CVE-2014-3513 A memory leak flaw was found in the way OpenSSL parsed the DTLS Secure Real-time Transport Protocol (SRTP) extension data. A remote attacker could send multiple specially crafted handshake messages to exhaust all available memory of an SSL/TLS or DTLS server.
CVE-2014-3566 ('POODLE') A flaw was found in the way SSL 3.0 handled padding bytes when decrypting messages encrypted using block ciphers in cipher block chaining (CBC) mode. This flaw allows a man-in-the-middle (MITM) attacker to decrypt a selected byte of a cipher text in as few as 256 tries if they are able to force a victim application to repeatedly send the same data over newly created SSL 3.0 connections.
This update adds support for Fallback SCSV to mitigate this issue.
CVE-2014-3567 A memory leak flaw was found in the way an OpenSSL handled failed session ticket integrity checks.

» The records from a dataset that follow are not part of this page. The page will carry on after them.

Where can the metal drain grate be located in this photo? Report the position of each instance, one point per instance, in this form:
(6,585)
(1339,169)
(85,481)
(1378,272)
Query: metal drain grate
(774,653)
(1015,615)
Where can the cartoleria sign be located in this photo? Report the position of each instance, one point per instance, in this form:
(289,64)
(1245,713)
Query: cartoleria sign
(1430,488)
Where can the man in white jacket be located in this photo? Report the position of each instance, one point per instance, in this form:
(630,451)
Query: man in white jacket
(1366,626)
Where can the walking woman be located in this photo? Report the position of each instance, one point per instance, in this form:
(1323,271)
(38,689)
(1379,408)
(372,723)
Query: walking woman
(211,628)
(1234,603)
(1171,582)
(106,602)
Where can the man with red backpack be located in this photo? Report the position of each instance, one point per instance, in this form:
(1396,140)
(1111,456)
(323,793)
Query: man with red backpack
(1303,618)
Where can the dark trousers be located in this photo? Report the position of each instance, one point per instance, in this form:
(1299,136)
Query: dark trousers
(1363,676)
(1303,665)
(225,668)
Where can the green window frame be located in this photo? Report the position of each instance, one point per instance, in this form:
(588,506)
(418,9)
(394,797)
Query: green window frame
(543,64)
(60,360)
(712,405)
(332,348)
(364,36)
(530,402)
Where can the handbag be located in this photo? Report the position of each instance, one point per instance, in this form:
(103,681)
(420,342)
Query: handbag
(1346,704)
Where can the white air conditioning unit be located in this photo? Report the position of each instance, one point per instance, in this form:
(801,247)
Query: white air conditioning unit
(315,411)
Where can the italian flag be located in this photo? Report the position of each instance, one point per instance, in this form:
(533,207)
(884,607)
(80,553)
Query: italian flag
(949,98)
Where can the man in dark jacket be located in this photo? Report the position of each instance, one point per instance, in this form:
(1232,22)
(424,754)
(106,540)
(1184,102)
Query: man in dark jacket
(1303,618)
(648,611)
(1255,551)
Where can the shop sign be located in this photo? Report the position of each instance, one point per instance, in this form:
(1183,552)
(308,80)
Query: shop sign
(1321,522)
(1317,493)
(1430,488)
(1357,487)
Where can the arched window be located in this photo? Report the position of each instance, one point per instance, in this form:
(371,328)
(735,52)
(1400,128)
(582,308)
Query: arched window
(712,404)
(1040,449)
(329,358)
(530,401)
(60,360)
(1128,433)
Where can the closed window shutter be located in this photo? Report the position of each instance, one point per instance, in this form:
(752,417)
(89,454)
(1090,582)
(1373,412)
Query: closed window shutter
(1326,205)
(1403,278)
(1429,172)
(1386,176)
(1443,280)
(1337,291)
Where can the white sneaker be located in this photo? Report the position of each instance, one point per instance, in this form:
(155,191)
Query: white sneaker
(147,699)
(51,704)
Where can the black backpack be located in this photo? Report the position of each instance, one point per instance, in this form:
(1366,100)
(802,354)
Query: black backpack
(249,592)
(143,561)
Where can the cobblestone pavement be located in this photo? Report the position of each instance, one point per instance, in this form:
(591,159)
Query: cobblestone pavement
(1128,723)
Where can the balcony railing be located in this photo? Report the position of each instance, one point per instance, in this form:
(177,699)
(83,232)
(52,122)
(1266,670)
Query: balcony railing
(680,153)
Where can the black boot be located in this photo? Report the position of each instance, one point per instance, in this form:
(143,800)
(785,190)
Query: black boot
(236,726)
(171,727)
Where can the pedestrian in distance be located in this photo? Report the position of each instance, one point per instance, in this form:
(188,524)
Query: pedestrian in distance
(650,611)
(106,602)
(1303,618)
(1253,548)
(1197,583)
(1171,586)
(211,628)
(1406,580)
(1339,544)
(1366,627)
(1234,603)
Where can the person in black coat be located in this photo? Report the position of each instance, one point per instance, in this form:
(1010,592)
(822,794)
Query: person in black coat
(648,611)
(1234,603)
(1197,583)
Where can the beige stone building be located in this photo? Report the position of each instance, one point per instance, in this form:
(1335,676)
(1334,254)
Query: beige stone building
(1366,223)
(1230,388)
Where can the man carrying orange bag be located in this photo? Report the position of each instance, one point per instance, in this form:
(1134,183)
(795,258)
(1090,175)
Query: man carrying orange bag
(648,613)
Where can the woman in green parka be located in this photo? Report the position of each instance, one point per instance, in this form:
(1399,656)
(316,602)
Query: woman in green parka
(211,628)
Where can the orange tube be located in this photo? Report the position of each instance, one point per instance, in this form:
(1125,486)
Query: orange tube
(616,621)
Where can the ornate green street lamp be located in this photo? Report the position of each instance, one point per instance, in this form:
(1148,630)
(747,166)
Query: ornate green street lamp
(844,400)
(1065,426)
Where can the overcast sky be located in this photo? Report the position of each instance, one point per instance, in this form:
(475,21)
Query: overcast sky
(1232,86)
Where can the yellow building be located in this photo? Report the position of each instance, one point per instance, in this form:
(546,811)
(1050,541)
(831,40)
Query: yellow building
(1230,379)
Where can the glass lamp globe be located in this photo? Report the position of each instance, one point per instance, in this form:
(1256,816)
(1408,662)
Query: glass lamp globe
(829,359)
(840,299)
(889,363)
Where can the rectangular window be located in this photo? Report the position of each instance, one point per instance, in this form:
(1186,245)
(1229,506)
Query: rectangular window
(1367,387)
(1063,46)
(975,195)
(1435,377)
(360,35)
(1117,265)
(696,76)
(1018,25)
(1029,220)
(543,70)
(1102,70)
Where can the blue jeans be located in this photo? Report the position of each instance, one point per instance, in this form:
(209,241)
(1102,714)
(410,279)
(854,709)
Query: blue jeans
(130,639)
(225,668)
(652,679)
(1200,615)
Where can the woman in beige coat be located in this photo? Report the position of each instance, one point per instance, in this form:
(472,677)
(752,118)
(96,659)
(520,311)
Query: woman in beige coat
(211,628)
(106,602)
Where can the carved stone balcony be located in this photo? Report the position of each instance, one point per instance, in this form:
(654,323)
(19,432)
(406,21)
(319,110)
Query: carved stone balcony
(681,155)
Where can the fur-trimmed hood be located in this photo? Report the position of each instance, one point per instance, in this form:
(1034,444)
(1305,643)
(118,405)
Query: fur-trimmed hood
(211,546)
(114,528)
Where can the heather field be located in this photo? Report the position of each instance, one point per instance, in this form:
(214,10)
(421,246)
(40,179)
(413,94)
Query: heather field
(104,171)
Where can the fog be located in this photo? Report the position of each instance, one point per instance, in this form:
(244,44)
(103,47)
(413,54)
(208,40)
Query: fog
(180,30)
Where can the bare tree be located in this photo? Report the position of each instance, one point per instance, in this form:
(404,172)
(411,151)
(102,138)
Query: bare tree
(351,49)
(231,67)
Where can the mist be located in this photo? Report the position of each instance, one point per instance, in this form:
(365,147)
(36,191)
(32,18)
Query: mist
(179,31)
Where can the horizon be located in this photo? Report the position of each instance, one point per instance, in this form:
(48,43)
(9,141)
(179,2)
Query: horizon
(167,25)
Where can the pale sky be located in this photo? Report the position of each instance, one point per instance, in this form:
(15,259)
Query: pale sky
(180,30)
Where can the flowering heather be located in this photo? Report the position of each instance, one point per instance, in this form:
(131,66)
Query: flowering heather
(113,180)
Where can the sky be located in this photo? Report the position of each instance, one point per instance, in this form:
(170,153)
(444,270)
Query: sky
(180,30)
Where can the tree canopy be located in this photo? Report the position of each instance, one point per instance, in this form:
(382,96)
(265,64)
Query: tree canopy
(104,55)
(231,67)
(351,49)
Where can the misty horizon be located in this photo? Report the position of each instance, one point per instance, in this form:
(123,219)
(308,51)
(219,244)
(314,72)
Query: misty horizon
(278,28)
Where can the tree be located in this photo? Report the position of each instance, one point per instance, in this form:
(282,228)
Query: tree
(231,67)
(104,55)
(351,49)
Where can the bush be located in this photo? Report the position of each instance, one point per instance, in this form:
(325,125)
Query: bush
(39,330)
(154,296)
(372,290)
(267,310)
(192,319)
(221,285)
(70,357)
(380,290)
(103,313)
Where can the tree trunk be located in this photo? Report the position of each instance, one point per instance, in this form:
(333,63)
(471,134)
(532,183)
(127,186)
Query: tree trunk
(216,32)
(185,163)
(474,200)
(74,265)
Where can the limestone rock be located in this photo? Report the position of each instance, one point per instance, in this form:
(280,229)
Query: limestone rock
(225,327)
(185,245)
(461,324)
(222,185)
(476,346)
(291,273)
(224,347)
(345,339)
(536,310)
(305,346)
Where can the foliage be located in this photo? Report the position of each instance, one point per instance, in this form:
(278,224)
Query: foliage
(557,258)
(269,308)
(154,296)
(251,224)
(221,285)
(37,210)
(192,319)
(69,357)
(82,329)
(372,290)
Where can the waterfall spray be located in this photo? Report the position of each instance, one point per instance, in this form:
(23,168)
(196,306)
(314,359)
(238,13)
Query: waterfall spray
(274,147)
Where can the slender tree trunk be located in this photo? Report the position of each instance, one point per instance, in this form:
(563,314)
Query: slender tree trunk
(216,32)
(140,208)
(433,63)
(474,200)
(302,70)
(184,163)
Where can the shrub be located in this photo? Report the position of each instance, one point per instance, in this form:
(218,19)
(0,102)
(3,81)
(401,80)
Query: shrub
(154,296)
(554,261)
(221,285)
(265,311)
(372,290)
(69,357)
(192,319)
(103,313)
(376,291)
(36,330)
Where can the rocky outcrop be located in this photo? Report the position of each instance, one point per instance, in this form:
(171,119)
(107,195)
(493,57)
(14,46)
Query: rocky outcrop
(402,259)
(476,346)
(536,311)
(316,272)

A remote attacker could exhaust all available memory of an SSL/TLS or DTLS server by sending a large number of invalid session tickets to that server.
CVE-2014-3568 When OpenSSL is configured with 'no-ssl3' as a build option, servers could accept and complete a SSL 3.0 handshake, and clients could be configured to send them.
Affected Software/OS: openssl on Debian Linux
Solution: For the stable distribution (wheezy), these problems have been fixed in version 1.0.1e-2+deb7u13.
For the unstable distribution (sid), these problems have been fixed in version 1.0.1j-1.
We recommend that you upgrade your openssl packages.